The Dutchwoman Mila Jansen developed a device for machine sieving of cannabis in the 1990s, the “Pollinator” with a motor-driven sieve drum which is now in use worldwide. The hashish produced here mostly in Europe is also called “Skuff” or, when sold in Dutch coffee shops, “Nederhasch”.

Also from the Netherlands comes another production method in which ice water is used to detach the trichomes from the plant material. The result of this bubble-bag method (Mila Jansen has also developed a machine for this, the Ice-O-Lator) is particularly foreign body-free, pure hashish with high active ingredient content.

Charas hashish: Indian “live harvest” by hand

 Charas hashish

Charas hashish crops before harvest

A specific method of producing hashish comes from India but is also practiced in Pakistan, Nepal, and Lebanon: Charas.

In contrast to the hash from the Arab or Northern In Africa, charas is extracted from the living female plant by rubbing its flowers between its hands. In this way, the resin glands (trichomes described above) detach and adhere to the skin, from which they are subsequently scratched and then formed into spheres or strands. These are slightly sticky, dark brown to almost black and soft at skin temperature.

The highest quality Charas is obtained by an intense, slow friction; the daily yield is then about 8 grams. Only one product of the highest quality is subsequently distributed as »Malana Crème Hashish«. Faster rubbing produces more substance but a much lower quality.

The increasing demand, however, leads to a decline in traditional production intensity, so that Charas available in Europe is often of fluctuating quality – recognizable by a high proportion of still intact leaves or seeds. A small amount of leaf and stem is almost always contained in the charas, but it should not dominate.

 Charas

Chopped Charas Lump

The rare and therefore rather expensive Charas has a high TCH content and is often described as being of higher quality compared to more readily available hash; not in vain was one of his paraphrases “the breath of Buddha.”

In India itself, Charas was not a particularly exotic crop for centuries. Cannabis grew wild in vast areas along the Himalayas and was an important source of supply for the local population.

Charas was an intelligent way to extract the plant’s psychotropic substances without having to crop them.

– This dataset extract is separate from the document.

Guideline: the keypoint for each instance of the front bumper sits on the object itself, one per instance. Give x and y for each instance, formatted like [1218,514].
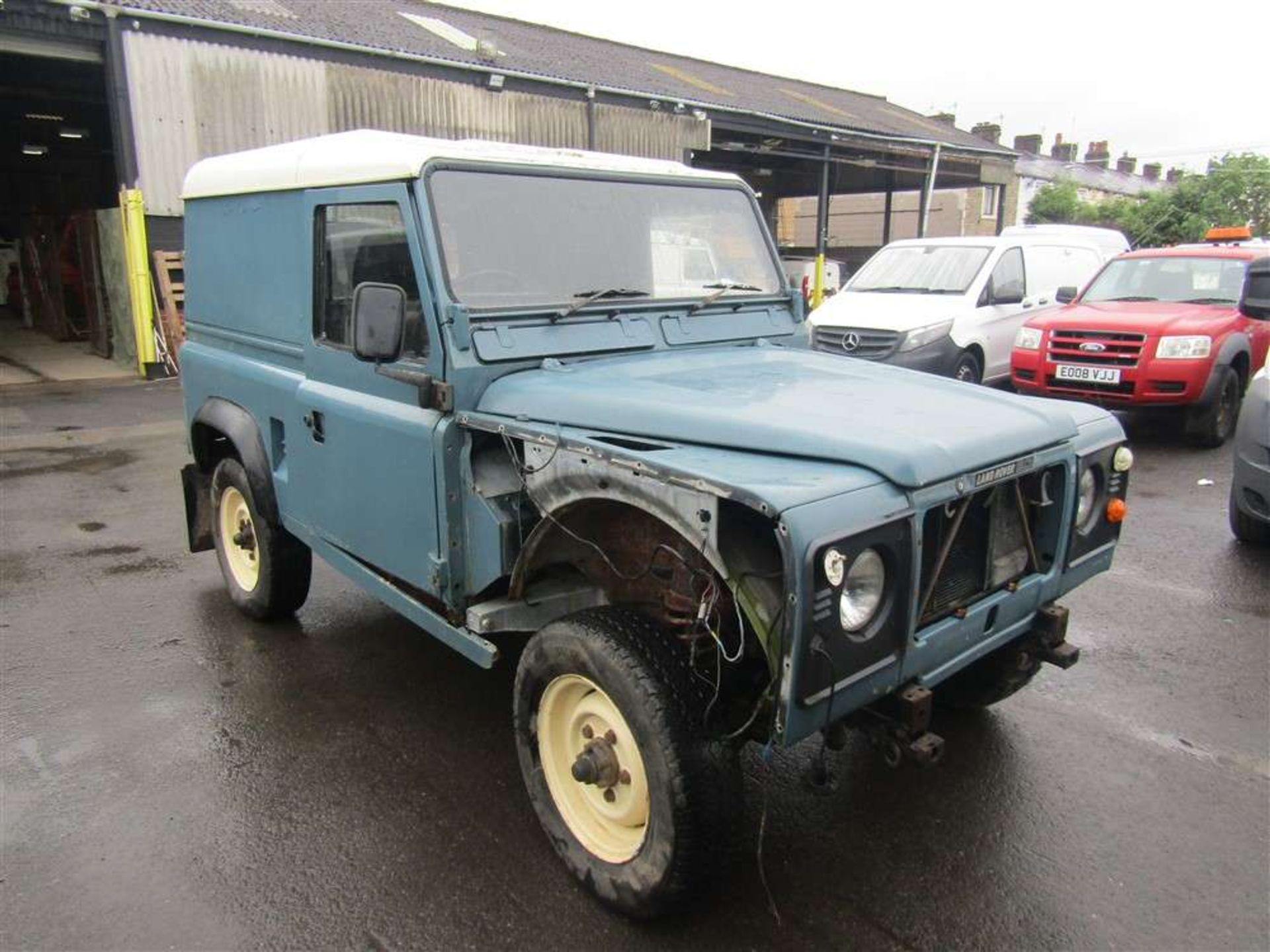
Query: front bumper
[1250,488]
[937,357]
[1151,382]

Charas was also one important component of many local, religious rites. Many Hindu sects and orientations use the intoxicant to specifically experience certain aspects of the god Shiva. That’s because of the effect: instead of overly relaxing, it often has more psychedelic elements. The taste is sweet and spicy. Charas is usually smoked like hash, crumbled and mixed with tobacco to form the joint.

Hashish oil – only for experts

 Hashish oil Frequently, the so-called THC oil is extracted from the resin of the female hemp plant falsely mistaken for hemp oil. Hemp oil, however, is extracted from the seeds of the hemp plant and contains no intoxicants; The same applies to the essential hemp oil that is distilled from the flowers and leaves of hemp.

In fact, hash oil is not a real oil, but a resin extract – extremely potent and with the highest known active content of all cannabis products. The manufacturing process was developed only in the 20th century – and problematically, often to turn actually rather inferior cannabis into an effective intoxicant.

THC oil is extremely difficult to dose. For the preparation of an organic, but often synonymous with synthetic, chemical solvents such as isopropyl alcohol, methanol or methylene chloride, chloroform, benzene or ether necessary. Although they evaporate to a small extent during production, non-self-produced hashish oil makes it impossible to trace back the ingredients.